Tarihler 6 Mart 1920 yılını gösteriyordu. İşgal altında olan Osmanlı Devleti’nin başkentinde edebiyatımıza katkısı asla tartışılmayacak olan şair, öğretmen, yazar, türkolog ve veteriner hekim olan değerli bir şairimiz henüz 35 yaşında iken şeker hastalığı yüzünden komaya girmiş ve tedavisi düzgün yapılmadığı için Haydarpaşa Hastanesi’nde aramızdan ayrılmıştır.
Yalnız olarak göçmüş olan şairimizi koca hastanede kimse tanıyamamıştı. Zamanın tıp öğrencileri tanımadığı şairimizi kadavra olarak kullanmaya karar vermişlerdi… İzinsiz olarak kadavra kararı alındığı belirtiliyor.
Kadavra olarak bedeni kullanıldıktan sonra başı gövdesinden ayrılmadan önce çekilen fotoğrafı gazetelerde yayımlanıyor.

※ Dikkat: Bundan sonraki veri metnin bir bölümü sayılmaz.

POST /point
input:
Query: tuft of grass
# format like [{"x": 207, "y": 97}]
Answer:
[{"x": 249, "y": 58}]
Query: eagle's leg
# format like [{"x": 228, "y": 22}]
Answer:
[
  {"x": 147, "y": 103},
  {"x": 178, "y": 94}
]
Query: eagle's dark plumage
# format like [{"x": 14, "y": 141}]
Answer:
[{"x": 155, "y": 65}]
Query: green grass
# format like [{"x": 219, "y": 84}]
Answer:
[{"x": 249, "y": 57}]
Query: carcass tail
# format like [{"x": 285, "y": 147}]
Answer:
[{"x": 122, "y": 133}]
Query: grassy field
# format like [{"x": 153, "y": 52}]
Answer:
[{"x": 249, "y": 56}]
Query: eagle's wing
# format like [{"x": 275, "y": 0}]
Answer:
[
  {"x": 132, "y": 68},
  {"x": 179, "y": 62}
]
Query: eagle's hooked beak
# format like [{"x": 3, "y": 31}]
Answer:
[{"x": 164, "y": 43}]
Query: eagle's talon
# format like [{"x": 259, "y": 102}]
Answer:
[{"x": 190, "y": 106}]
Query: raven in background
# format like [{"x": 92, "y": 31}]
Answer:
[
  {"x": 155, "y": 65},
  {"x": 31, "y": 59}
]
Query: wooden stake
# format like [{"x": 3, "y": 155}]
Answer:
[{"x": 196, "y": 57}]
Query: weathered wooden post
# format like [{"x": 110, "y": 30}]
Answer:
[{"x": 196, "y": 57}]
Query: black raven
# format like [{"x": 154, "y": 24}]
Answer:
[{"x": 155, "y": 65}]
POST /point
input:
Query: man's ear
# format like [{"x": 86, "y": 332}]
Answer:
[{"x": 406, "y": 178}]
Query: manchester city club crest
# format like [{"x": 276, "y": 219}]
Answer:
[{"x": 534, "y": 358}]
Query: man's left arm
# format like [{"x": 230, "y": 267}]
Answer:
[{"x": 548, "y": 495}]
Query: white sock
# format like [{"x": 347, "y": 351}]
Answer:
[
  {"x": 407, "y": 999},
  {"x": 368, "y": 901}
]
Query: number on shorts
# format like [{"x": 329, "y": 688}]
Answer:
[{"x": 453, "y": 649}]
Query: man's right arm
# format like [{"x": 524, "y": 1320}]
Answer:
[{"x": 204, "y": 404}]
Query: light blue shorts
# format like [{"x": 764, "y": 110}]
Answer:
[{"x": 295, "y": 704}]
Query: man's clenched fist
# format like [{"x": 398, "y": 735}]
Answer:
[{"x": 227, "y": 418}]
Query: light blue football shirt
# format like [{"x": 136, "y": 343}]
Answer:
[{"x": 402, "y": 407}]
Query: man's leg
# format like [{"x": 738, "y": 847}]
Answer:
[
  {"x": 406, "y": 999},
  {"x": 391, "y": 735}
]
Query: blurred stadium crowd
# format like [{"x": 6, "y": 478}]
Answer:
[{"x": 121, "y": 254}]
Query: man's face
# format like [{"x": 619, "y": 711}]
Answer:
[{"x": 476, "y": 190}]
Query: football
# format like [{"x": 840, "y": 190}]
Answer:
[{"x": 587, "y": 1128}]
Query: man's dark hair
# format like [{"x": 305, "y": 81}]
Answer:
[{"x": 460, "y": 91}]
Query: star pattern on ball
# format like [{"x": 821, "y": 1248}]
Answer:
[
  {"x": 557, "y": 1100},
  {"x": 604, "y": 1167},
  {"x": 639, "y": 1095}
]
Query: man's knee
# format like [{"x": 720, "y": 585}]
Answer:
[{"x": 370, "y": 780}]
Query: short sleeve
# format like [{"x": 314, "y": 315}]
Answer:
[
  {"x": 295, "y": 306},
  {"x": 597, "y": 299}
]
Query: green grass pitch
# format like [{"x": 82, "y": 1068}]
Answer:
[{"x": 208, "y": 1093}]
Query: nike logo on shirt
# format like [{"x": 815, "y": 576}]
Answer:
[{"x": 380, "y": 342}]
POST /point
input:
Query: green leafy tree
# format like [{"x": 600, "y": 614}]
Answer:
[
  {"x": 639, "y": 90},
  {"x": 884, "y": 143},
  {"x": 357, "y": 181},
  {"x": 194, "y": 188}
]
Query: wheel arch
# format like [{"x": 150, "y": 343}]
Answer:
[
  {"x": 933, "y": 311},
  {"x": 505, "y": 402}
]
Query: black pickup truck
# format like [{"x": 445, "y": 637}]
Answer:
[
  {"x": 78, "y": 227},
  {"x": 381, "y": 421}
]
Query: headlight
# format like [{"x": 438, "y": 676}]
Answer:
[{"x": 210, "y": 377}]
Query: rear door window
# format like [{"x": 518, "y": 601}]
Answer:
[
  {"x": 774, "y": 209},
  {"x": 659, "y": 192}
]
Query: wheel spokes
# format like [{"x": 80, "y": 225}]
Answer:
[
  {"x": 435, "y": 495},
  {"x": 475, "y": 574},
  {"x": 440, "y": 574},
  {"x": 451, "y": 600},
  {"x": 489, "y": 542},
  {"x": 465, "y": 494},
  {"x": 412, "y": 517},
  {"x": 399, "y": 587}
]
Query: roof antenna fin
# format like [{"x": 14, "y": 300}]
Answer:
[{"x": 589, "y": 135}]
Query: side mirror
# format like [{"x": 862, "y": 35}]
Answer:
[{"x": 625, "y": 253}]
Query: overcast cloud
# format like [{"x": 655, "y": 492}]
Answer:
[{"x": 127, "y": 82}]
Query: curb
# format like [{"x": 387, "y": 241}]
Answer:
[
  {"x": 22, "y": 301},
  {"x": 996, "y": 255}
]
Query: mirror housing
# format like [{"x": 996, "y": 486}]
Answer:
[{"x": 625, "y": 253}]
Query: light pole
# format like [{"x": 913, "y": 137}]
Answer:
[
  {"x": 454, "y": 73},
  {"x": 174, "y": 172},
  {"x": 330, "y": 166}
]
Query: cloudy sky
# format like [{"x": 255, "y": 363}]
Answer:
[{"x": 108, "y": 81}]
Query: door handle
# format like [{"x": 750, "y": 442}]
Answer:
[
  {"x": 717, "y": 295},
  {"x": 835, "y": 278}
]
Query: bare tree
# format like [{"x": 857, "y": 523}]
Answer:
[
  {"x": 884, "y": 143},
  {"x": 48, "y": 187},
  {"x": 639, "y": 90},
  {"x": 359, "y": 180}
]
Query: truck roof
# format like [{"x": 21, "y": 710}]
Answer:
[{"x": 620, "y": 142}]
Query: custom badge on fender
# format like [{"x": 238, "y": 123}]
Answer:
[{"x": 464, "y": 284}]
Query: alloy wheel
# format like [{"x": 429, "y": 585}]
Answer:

Yayımlanınca tabii edebiyat dünyasından ya da ilgililerden şairimizi tanıyanlar kadavra olarak kullanılmasına engel olabilmek adına birtakım girişimlerde bulunsa da iş işten çoktan geçmiş oluyor.
Peki bu şair kim derseniz, adı Ömer Seyfettin’di.
35 yıllık yaşamında Küçük Şeyler, Harem, Yüksek Ökçeler, Bahar ve Kelebekler ve Yalnız Efe gibi 150’den fazla hikaye biriktirmişti. Milli bilincin oluşmasındaki faydası asla tartışmaya açık değildir. Az zamanda çok işler yapmayı hedef bilmiş, Milli Eğitim Bakanlığı 100 Türk Edebiyatçısı arasında olan değerli bireyimizi anıyor, eserlerinin daha çok okunmasını ve toplumumuzun böyle kıymetli edebiyatçılarımızı unutmamasını temenni ediyorum.